All of Alejandra Alonso Rojas’s work celebrates her Spanish heritage in some way. As she was creating this collection in New York, the designer was longing for her home country (the pandemic makes traveling there complicated), and included elements of what she calls “Spanish nostalgia” into the line-up through her vibrant palette, use of fringe, and, for the first time, polka-dots.
Coming from Spain, she said on a call, polka-dots were ubiquitous, but she shied away from using them before, in part for fear of making a too-literal reference to Flamenco dancers. “Even though I’m so inspired by those beautiful ruffles and beautiful silhouettes, and they’re so feminine, I wanted to use something more modern,” she said. To do so she created her own dotted print using watercolors and avoided ruffles.
Though labeled fall, this upbeat collection reads like spring. While Rojas isn’t explicitly working on the see-now, buy-now model, she wants her designs to correspond more closely to the time in which they are delivered to stores, in this case during June and July.
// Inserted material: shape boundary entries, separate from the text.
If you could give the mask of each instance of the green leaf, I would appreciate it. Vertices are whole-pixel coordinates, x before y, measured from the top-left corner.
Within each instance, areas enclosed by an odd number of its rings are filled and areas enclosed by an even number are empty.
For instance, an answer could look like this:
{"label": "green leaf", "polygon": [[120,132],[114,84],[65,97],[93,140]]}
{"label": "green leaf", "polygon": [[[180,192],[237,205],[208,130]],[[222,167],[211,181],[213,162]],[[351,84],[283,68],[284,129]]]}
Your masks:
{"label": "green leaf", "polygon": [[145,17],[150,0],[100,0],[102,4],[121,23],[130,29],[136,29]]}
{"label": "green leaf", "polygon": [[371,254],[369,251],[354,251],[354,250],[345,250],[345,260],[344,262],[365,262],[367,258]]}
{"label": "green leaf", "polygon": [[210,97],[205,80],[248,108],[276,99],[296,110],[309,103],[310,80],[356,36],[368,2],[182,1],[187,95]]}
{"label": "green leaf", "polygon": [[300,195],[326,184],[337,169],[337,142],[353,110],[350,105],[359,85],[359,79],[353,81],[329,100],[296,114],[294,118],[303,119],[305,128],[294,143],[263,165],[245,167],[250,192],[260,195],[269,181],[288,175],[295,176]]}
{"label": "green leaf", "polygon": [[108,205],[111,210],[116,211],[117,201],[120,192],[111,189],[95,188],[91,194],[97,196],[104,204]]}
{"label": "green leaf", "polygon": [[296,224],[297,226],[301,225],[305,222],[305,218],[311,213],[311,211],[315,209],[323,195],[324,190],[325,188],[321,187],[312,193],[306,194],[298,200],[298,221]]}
The designer sat out a season last year to reconsider her business plan. Deliveries is an area in which Rojas is trying to be more mindful about her impact, another is sustainability. To avoid unnecessary production, this season Rojas produced only the pieces that are shown in the look book, meaning there are no “commercial” pieces or runs in every fabrication back in the studio, though buyers will still be able to customize their orders.
Rojas applied a responsible approach to her designs as well. Of particular note are pieces made using a new technique in which leftover fabric is cut into bias strips and hand-crocheted into sweaters and dresses that release into fringe at the hem.
Hand knits are a pillar of the brand, and Rojas revisited a shawl top, reimagining it as a one-shouldered dress, and worked it using a garter stitch so the material wouldn’t have a distinct front and back. For fall there are also sweaters with horizontal cables, and a crochet with dimensional dots. Further building on the polka-dot theme, Rojas developed circular patterns that were used to make pieces like slim pants and a bolero that drape softly when worn.
Rojas likes a bit of drama in the form of a long sleeve or floor-trailing fringe, but she resisted such impulses for fall, keeping practicality in mind when reworking popular dress patterns to make them shorter and more viable as day-to-night options that retain their chic. “If I can add some elements that make your life easier, why not?” the designer mused.
Inspired by photos of her stylish abuela in pants and a suit, Rojas’s stated intention was to play the feminine off the masculine this season, using tailoring to signal the latter, and shoulder pads to convey strength. Yet the soft pieces, clever knits and draped dresses—like a pink slip that Rojas took from her own closet and remade for the collection, and a caramel and white dot “Pretty Woman” frock—held the most power.